Diagnosticar o mecanismo gerador de dados omissos ajuda o investigador a entender a natureza dos dados omissos e o seu potencial impacto nos resultados dos estudos e nas interpretações destes.

Na maioria das situações de dados omissos, não se consegue obter os dados perdidos. Uma primeira abordagem será a de examinar padrões nos dados para ter uma ideia de qual será o mecanismo mais provável. Traçar padrões de dados omissos pode revelar padrões inesperados que não foram detetados durante as etapas de recolha de dados. No entanto, padrões de dados omissos, sozinhos, não informam sobre quais são os mecanismos que estão subjacentes a essa omissão.

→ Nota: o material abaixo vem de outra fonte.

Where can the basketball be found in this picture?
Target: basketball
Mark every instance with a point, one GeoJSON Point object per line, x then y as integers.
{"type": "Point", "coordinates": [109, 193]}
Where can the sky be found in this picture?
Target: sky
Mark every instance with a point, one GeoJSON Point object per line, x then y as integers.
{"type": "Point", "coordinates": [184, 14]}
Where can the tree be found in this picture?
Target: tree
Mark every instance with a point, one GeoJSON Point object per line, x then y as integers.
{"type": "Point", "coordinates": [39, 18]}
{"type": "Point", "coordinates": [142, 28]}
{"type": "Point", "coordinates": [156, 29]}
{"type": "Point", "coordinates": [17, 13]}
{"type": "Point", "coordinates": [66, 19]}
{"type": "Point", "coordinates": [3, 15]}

Em princípio, é possível verificar se um conjunto de dados é MCAR, uma vez que é o único mecanismo de dados omissos que produz proposições testáveis.

Testar se uma coleção inteira de variáveis é consistente com MCAR, por um lado, pode ser demasiado fastidioso pois poderá exigir um elevado número de testes e, por outro, provavelmente não é útil. De facto, é altamente improvável que todas as variáveis com dados omissos de um conjunto de dados sejam MCAR e algumas terão dados omissos de forma sistemática. Acresce o facto de que encontrar evidências da consistência, ou não, dos dados MCAR não altera a recomendação para usar a máxima verosimilhança ou a imputação múltipla nas análises, por exigirem apenas o pressuposto MAR que é menos rigoroso que MCAR. No entanto, identificar variáveis individuais que não são MCAR é potencialmente útil porque pode haver uma relação entre essas variáveis e a probabilidade de omissão (Enders, 2010). A incorporação de causas de omissão no tratamento de dados omissos é recomendada, pois pode mitigar o viés e melhorar a possibilidade de os dados satisfazerem a suposição de MAR (Schafer & Graham, 2002).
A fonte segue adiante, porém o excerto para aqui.